Александр сын Сороки Григорьев»
«Дорогой наш Сашатка, кланяется тебе сестрица твоя Катюха, пишущая по просьбе маменьки, и она тоже кланяется, также братец Костя, и все, кто тебя знает и любит. Мы живем неплохо, чего и тебе желаем. Маменька и я шьем на заказ, тем и кормимся, а еще сажали картошку, и она уродилась крупная, жили на ней всю зиму, прикупали мало, разве что у соседей молоко и сметану, мясо, конечно, бывает редко, а на Пасху разговлялись курятинкой. Из соседей померли токмо бабушка Васильевна, да жена у кузнеца Прохора, да еще дочка у Матвеевых после лихоманки. А зато народилось о прошлом годе ребятишек восемь в селе, и уже всех крестили. По весне приезжала к господам в гости дочка ихняя, Лидия Николаевна Милюкова, а по мужу Сафонова, так и к нам зашла повидаться, ведь она же крестная Кости, как ты сам знаешь.
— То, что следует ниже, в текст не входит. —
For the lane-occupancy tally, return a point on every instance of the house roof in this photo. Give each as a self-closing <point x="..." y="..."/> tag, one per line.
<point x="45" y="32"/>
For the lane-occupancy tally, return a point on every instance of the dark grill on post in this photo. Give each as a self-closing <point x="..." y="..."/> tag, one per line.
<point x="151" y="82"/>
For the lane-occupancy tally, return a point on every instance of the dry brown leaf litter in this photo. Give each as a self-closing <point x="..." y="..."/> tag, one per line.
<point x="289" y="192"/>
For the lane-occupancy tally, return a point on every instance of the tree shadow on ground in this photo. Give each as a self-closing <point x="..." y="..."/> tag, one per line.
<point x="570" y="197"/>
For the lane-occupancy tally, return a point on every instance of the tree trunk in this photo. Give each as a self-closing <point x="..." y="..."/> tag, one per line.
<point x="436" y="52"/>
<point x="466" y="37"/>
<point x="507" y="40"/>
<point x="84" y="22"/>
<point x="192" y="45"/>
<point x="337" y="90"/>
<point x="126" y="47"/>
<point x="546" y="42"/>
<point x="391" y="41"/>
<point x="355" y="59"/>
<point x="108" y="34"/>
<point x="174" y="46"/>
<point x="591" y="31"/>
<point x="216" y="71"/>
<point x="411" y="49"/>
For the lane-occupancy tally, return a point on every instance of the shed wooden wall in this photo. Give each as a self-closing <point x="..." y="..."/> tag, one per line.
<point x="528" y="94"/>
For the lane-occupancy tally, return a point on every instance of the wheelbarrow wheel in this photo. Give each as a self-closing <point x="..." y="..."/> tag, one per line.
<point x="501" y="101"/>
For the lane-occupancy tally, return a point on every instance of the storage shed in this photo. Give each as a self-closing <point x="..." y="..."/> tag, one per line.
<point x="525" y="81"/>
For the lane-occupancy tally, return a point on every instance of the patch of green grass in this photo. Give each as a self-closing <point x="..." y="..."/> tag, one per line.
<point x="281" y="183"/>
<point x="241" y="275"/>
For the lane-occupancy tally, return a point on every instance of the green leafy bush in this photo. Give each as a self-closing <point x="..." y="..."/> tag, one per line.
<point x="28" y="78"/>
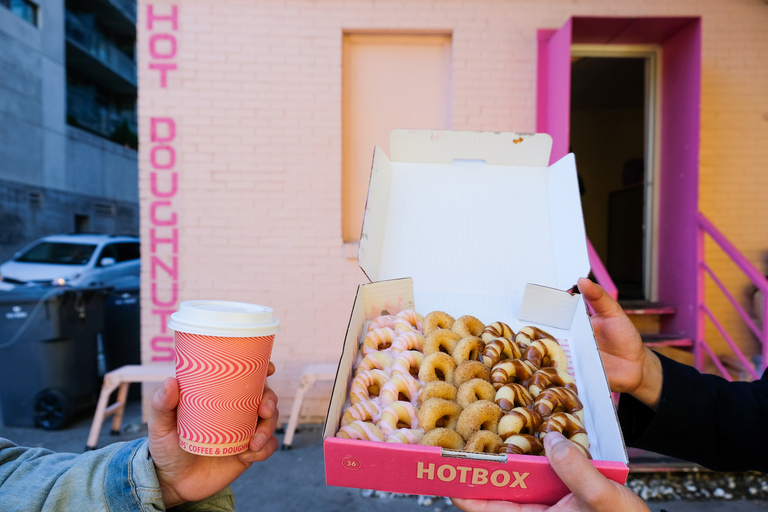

Добрая такая, оченно внимательная, денег нам давала, маменька вначале отказывалась, но потом взяла. Вместе ходили на папенькину могилку. Куст сирени над ним уж расцвел, и благоухание было прямо как в раю. Лидия Николаевна горько плакала, говорила, что любила его как родного и всегда восхищалась его талантом. Не побрезговала выпить с нами чаю. Спрашивала о тебе. Сбегали за Костей, он пришел, целовал ей ручки, говорил, как папенька много ему рассказывал про нее, о ее доброте и сердечности. Снова все всплакнули, но не горько, а уже просветленно и легко. Дай ей Бог здоровья и радостей в жизни! А потом пришла от тебя радостная весточка, что ты жив-здоров, учишься прилежно и в июне собираешься нас проведать. Маменька-то кажный божий день вспоминает, ждет тебя не дождется. Приезжай скорее! Очень тебя любим. Низкий тебе поклон.
Любящие тебя маменька, Костя, Катюха».
Получил Сашатка письмо от сестры в последних числах мая, в самый разгар выпускных экзаменов за второй курс обучения, и не смог ответить сразу (да и что отвечать, если скоро должны увидеться?), и не очень проникся словами о визите Милюковой-Сафоновой (ах, не до нее!), как вбежал Антонов и, размахивая руками, сообщил:
— Ты вот тут сидишь, ничего не знаешь, а к тебе там внизу барыня приехали.
— Господи Иисусе, что за барыня?
— Да не знаю, мелкая такая, от горшка два вершка, но глаза жгучие, точно угольки.